Much like we are. We come to God fully expecting to receive His love - which He freely gives us - but never expecting to have to give up our arrogance, stubbornness, disobedience and sin. We have been taught so often that God is love, we forget that He is also a God of accountability, sanctification and responsibility. Truly, we expect a free pass on everything, knowing that if we turn to God, He will forgive us everything.
But we must be 'afflicted' with trials and tribulations in order to learn some very important lessons with God. We have to learn to be 'refined' until our pride and sin are burned away. Until there is less and less of 'us' and much, much more of God.
It is a very hard lesson to learn.
And why do our trials seem to last for so long? Because some lessons you don't learn in the first hour, the first day or the first year of your tribulation. Some lessons you only learn when you've gone beyond your ability to bear your burdens and you finally - finally! - turn to God and give Him complete control of your life.
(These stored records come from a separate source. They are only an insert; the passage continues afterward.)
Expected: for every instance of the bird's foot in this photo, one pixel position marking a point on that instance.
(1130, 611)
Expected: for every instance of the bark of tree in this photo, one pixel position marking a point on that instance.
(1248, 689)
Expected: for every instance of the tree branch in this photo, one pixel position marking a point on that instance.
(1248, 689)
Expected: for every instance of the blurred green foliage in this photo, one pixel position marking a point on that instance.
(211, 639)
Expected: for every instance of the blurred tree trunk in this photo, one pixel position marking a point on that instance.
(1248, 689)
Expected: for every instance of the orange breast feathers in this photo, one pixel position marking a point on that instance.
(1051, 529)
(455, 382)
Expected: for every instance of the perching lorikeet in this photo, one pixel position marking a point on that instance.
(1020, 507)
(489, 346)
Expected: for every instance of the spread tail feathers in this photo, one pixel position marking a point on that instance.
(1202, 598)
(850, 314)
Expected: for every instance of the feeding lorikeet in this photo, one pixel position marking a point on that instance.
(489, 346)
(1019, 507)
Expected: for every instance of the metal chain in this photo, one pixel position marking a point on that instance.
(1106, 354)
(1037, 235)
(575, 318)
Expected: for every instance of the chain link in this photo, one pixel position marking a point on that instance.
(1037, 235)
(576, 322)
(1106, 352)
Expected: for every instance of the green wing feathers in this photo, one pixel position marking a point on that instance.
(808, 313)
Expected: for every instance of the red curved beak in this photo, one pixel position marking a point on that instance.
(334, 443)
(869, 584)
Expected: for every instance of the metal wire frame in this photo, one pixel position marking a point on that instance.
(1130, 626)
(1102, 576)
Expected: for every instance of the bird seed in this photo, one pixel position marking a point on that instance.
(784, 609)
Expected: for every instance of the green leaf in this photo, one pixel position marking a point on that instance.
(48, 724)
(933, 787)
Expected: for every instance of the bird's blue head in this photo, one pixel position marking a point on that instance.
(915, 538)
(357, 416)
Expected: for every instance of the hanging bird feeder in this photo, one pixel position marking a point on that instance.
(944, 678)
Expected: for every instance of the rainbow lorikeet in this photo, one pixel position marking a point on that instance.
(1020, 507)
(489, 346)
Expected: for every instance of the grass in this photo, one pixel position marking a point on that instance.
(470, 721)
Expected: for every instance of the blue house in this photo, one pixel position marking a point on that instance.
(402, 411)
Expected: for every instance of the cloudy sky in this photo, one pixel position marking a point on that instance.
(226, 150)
Sometimes you don't get to a place of complete submission and yielding until you've done absolutely all you can and finally - finally! - realize that your efforts are futile and that, without God, you are nothing. And that's when the trial is over.
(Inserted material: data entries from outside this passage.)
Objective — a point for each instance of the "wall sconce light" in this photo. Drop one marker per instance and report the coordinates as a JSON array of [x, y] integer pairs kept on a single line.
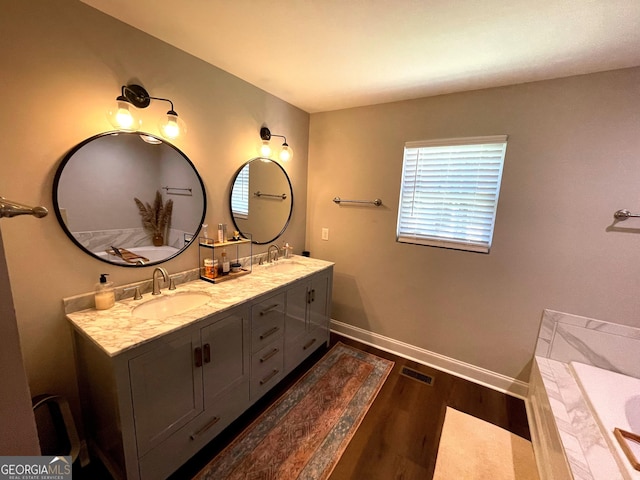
[[123, 117], [265, 150]]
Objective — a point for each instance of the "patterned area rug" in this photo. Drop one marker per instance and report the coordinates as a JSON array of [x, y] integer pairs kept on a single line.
[[303, 434]]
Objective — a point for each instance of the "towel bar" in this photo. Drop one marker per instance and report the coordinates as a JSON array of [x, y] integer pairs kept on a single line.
[[377, 202]]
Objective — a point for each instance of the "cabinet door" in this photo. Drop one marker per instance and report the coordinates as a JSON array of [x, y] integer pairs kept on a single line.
[[319, 305], [296, 312], [166, 389], [225, 354]]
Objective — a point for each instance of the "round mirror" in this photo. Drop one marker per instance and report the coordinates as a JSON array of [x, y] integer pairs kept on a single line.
[[261, 200], [129, 199]]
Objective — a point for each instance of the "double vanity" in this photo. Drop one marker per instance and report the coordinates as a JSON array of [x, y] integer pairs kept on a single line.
[[160, 377]]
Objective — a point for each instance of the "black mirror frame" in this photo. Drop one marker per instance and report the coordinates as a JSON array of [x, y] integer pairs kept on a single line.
[[56, 206], [233, 181]]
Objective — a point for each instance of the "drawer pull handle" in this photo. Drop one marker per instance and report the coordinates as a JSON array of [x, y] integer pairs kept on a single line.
[[269, 309], [269, 377], [205, 428], [269, 332], [269, 355]]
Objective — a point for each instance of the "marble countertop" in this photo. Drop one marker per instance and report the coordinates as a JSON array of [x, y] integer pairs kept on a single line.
[[117, 330]]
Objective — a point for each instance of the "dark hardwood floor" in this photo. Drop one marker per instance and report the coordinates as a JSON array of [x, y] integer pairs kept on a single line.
[[399, 436]]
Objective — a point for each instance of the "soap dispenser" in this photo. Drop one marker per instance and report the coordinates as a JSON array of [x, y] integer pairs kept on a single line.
[[105, 295]]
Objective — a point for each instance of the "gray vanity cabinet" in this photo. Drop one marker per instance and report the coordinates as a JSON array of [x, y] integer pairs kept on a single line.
[[307, 317], [267, 344], [219, 360], [150, 409], [166, 389]]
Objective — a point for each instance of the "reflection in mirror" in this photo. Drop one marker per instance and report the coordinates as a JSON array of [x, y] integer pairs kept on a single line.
[[261, 200], [94, 191]]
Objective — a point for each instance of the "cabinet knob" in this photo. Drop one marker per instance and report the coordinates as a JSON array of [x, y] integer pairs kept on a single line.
[[195, 435], [309, 343], [269, 332], [269, 309], [206, 353], [269, 377]]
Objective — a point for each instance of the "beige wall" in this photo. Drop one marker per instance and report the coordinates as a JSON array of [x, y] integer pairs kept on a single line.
[[18, 434], [573, 158], [63, 64]]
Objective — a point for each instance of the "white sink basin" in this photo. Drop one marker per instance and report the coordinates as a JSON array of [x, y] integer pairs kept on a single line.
[[283, 266], [166, 306]]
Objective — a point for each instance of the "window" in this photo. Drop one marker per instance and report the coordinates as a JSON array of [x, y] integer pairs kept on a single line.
[[240, 194], [449, 192]]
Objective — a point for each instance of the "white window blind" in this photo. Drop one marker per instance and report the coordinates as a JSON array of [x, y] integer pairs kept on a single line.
[[240, 194], [449, 192]]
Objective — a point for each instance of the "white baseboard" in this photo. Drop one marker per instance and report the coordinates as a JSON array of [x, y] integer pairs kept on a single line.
[[493, 380]]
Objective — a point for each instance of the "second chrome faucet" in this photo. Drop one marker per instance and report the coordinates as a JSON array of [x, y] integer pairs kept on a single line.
[[154, 280]]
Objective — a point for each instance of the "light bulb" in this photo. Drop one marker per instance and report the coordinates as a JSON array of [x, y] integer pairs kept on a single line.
[[286, 153], [173, 126], [265, 149]]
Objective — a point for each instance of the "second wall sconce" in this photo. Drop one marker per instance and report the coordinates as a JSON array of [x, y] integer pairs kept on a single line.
[[123, 117], [265, 150]]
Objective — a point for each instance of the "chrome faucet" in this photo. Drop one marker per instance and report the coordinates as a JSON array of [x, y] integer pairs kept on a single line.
[[156, 286], [269, 252]]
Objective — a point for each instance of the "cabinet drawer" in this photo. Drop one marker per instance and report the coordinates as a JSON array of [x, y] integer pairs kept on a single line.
[[267, 321], [303, 346], [164, 459], [266, 368]]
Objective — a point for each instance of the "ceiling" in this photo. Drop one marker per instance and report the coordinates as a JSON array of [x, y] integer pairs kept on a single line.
[[322, 55]]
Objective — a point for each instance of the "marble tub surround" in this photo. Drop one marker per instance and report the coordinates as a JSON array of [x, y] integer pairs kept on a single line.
[[572, 338], [565, 433], [117, 329], [570, 444]]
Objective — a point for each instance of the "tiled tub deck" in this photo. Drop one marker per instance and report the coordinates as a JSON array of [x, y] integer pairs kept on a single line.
[[568, 441]]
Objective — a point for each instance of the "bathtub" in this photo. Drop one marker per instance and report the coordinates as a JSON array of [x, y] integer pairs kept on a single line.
[[154, 254], [614, 400]]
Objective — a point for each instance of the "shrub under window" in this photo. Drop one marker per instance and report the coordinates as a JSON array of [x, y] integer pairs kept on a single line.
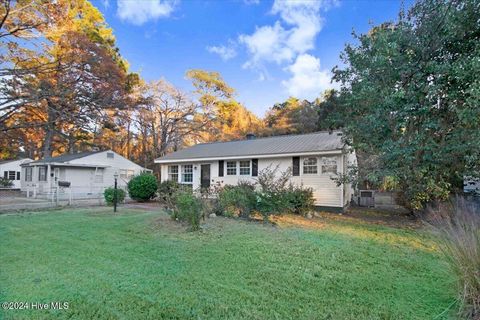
[[187, 173]]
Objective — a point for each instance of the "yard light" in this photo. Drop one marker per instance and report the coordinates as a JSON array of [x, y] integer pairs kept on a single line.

And then you can begin to fully experience His peace, His Love and His open-handed, free giving of Himself and His Blessings to you.
(I am in no way suggesting that every time you go through a trial, it is because you have a lesson to learn, but many times when you go through, it is for that very reason.)
And here is the biggest insight to the scripture from Isaiah 48:10. God tells the Israelites that He used affliction as His furnace so as to separate the bad from the good in their spiritual lives (much as the dross (or impurities) are separated when silver is refined). BUT - Matthew Henry's Commentary on the Whole Bible gives us even greater insight. This commentary tells us that:
It was to refine them, but not as silver, or with silver, not so thoroughly as men refine their silver, which they continue in the furnace till all the dross is separated from it; if God should take that course with them, they would be always in the furnace, for they are all dross, and, as such, might justly be put away (Psa_119:119) as reprobate silver, Jer_6:30. He therefore takes them as they are, refined in part only, and not thoroughly. “I have chosen thee in the furnace of affliction, that is, I have made thee a choice one by the good which the affliction has done thee, and then designed thee for great things.”
In other words, if God allowed us to go through the amount of affliction necessary to TRULY refine us, we'd never be free from our trials and tribulations! In His great mercy, He CHOOSES to accept us as we are - only partially refined - and continues to love and work with us ANYWAY.
So the next time you are feeling morally superior, remember - though you've been through a lot and feel like you have accomplished a lot spiritually - you are still only partially refined in God's eyes. It is out of His great love that He blesses us at all, so be more grateful for what you have rather than focusing on the very necessary trials and tribulations that we all have to face as Christians.
So why do Christians experience so much pain? Because it is both necessary and essential to becoming the type of Christians we need to be. Because, really, isn't the purpose to serve Him? And, instead of feeling bad about the length and number of trials that we experience, we should instead choose to feel gratitude that God accepts us as we are - partially refined, but wholly His. Which means unending Love, prosperity, blessings and all the good stuff. But know and accept that you WILL go through trials and tribulations. Your job now is simply to have the best attitude about them of which you are capable.